Drug-induced SPM is even more unusual and often underreported. Cocaine, a known vasoconstrictor, can induce alveolar rupture by increasing intrathoracic pressure during forceful inhalation or valsalva maneuvers [6]. Weissman [6] and Mégarbane et al. [7] provided detailed pathophysiologic mechanisms, showing how cocaine damages alveolar epithelium and disrupts the pulmonary interstitium, increasing susceptibility to rupture. Terra Filho et al. [8] added that repeated use of cocaine may lead to structural lung changes, predisposing to recurrent episodes.
Compared to previously reported cases, our case is distinct in the following ways. It occurred in an 18-year-old with no significant medical history, reinforcing that cocaine-induced barotrauma can be the first and only presentation. There was no pneumothorax or pneumopericardium, which are often associated features [2,7]. Diagnosis was complicated by initial concealment of drug use, making imaging and multidisciplinary evaluation critical. The patient fully recovered on conservative management, echoing the outcomes in most benign SPM cases [5].
This case strengthens the body of evidence indicating that spontaneous pneumomediastinum in young, otherwise healthy individuals should raise suspicion for inhaled drug use—even in the absence of initial admission—and that non-invasive management is both safe and effective when serious pathology is excluded.
Conclusion
This case report presents a rare instance of cocaine-induced spontaneous pneumomediastinum and subcutaneous emphysema in a young male with no prior health issues. The diagnosis was supported by imaging, and serious causes such as esophageal perforation. The patient improved with conservative treatment alone.
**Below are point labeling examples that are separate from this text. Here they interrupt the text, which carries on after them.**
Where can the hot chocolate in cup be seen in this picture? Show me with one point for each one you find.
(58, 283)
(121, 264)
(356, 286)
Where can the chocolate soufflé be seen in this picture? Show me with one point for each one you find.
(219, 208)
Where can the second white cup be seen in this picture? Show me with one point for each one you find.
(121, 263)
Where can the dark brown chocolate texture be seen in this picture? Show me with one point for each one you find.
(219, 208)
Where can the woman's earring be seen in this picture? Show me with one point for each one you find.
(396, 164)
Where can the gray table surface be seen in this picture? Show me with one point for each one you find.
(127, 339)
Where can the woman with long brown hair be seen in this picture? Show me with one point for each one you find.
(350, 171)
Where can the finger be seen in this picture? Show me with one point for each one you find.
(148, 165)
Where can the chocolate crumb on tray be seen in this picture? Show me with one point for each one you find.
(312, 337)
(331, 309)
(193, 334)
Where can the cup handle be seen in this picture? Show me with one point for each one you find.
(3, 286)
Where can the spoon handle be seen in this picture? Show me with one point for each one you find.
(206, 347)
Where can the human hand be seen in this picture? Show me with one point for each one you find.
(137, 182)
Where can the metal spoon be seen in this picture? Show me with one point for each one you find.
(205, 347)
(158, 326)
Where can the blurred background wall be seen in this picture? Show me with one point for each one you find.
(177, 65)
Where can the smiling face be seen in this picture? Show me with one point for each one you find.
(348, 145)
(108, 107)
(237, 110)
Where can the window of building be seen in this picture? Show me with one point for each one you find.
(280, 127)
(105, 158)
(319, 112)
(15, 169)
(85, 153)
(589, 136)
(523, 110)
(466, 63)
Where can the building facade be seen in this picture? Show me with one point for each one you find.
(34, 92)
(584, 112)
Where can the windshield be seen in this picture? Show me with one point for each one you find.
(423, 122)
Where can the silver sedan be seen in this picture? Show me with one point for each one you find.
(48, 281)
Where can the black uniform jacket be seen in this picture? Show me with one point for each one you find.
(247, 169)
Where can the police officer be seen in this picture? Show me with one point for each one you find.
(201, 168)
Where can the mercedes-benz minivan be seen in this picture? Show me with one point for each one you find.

Cocaine inhalation is a significant, often under-recognized cause of barotrauma. Spontaneous pneumomediastinum, while rare, typically has a benign course in stable patients. A high index of suspicion and thorough diagnostic evaluation are crucial, especially when the history is initially unclear.
Early identification and appropriate imaging are essential to avoid unnecessary interventions. Clinicians should routinely consider recreational drug use in differential diagnoses of young adults with acute chest symptoms, even when history is non-contributory. Furthermore, this case highlights the need for increased awareness and possibly routine toxicology screening in similar presentations. Research into the long-term pulmonary sequelae of cocaine use remains limited and warrants further study.